Voters and organizers are concerned that if SB1 remains as a bill come November, it will lead to a decline in voter outreach and turnout. As Alabamians struggle to understand what actions could result in criminal charges and how any missteps could carry heavy penalties, many may decide not to provide the necessary assistance or vote at all. “One of the really important reasons we filed this lawsuit is because today, especially in a very important election year, this bill creates serious ambiguity and chilling effects and confusion on the field,” Tutte said.
Of greatest concern are voters with disabilities. “One of the biggest concerns we have is that they say we’re exempt, but we still don’t really know what that means,” Barbara Manuel, executive director of the Alabama-based National Federation of the Blind, told Truthout. Manuel said that even if the exception for disabled voters works, the uncertainty surrounding the law will put additional burdens on an already marginalized group. “This exception does nothing to alleviate the challenges that we’ve faced and will continue to face.”

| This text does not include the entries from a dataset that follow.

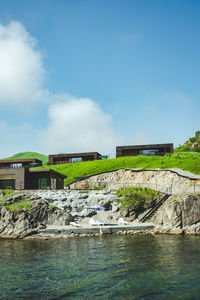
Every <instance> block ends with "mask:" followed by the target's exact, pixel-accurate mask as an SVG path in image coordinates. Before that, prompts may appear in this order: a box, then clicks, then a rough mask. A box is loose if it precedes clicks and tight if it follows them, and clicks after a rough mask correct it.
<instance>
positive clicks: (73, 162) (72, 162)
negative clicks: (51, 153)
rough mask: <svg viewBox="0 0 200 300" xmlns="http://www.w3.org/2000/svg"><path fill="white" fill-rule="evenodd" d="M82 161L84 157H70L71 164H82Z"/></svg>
mask: <svg viewBox="0 0 200 300" xmlns="http://www.w3.org/2000/svg"><path fill="white" fill-rule="evenodd" d="M80 161H82V157H70V158H69V162H70V163H74V162H80Z"/></svg>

Nathan Young, a disabled voter in Anniston, Alabama, and creator of “What the Hell Alabama,” a webseries that analyzes state politics, sees SB 1 as part of a wave of Republican-led disenfranchisement efforts in the state. “The people who need help voting absentee live in the Black Belt and poorer, more rural areas of the state, and they seem to tend to vote Democratic. There seems to be a concentrated effort to stop them from voting Democratic in the general election.”
As litigation over SB 1 continues, voters across Alabama are preparing for an election that will define the nation’s future, with fewer places to get the help they need under some of the most restrictive voting laws in the country. “Where voting rights are restricted, it’s common for civic groups to help bridge the gap between bad laws and voter engagement,” Richardson said. “Limiting or cutting off assistance only serves to further alienate historically marginalized voters.”